There have been nine total complaints from owners who have driven either 2020 or 2021 Porsche Taycans. According to the ODI document, the 12v battery is losing power and is causing the entire vehicle to halt operation. This has lead to a loss of motive power when the vehicle is in motion but has not resulted in any crashes, injuries, or fatalities, the document says. There have also been a few reports of the same issue from TREAD (Transportation Recall Enhancement, Accountability and Documentation) field reports. The loss of motive power occurs at any speed without warning to the driver.

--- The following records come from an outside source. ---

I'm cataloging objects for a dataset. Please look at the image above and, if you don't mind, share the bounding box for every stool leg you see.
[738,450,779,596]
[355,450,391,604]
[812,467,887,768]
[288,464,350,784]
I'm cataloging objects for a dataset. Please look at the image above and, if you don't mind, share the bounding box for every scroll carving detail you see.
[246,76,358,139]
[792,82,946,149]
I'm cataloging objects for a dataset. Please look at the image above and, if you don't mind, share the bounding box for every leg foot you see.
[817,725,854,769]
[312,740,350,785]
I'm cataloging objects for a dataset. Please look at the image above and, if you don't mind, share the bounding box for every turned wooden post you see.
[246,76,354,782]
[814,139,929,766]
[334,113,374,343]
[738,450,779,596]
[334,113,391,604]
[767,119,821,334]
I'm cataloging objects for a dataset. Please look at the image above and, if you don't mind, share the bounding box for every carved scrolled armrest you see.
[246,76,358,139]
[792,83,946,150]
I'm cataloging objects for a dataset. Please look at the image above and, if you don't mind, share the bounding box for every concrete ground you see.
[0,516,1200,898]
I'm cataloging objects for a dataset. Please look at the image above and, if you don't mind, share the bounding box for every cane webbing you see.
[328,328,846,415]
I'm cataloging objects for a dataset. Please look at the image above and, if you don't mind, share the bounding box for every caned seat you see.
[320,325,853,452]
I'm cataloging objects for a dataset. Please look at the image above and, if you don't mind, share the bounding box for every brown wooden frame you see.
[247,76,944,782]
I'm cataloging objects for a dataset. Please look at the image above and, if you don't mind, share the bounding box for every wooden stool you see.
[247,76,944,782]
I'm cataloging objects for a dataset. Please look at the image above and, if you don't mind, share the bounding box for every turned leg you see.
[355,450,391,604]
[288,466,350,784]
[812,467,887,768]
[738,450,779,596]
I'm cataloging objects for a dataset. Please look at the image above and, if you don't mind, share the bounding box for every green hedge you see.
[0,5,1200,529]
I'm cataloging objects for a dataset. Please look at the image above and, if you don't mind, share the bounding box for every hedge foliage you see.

The NHTSA document states that the loss of charge in the 12-volt battery “may deactivate the entire electrical system and prevent the vehicle from operation.” An error message only occurred during or after the vehicle’s ultimate loss of power. Six owners stated that they could not restart the vehicle after the motive power was lost.
The Taycan’s 800-volt system utilizes an auxiliary 12-volt battery for things such as interior lights, windows, and media units. In a combustion engine car, it is used to start the engine. After the motor is started, the alternator takes over and handles the vehicle’s electrical needs for the duration of the drive.
The ODI does indicate that the Porsche Taycan investigation is in the preliminary evaluation stages. The real intention at the current time is to determine the scope and severity of the issue and “fully assess the potential safety-related issues related to a loss of motive power for the MY 2020-2021 Porsche Taycan.”
The NHTSA estimates that 12,146 Taycans are still active on the road in its jurisdiction, so less than .0008% of the Taycans that Porsche has on the road in the U.S. are affected by this issue. However, there could be something as simple as a software update or as invasive as a full-blown recall from Porsche to fix the issue. The important task at hand currently is identifying what is causing the problem and addressing it so that people do not have any potential safety hazards in the future to deal with.
Porsche revealed it delivered 20,015 Taycans in 2020, despite a six-week pause in production as the all-electric model was ramping up.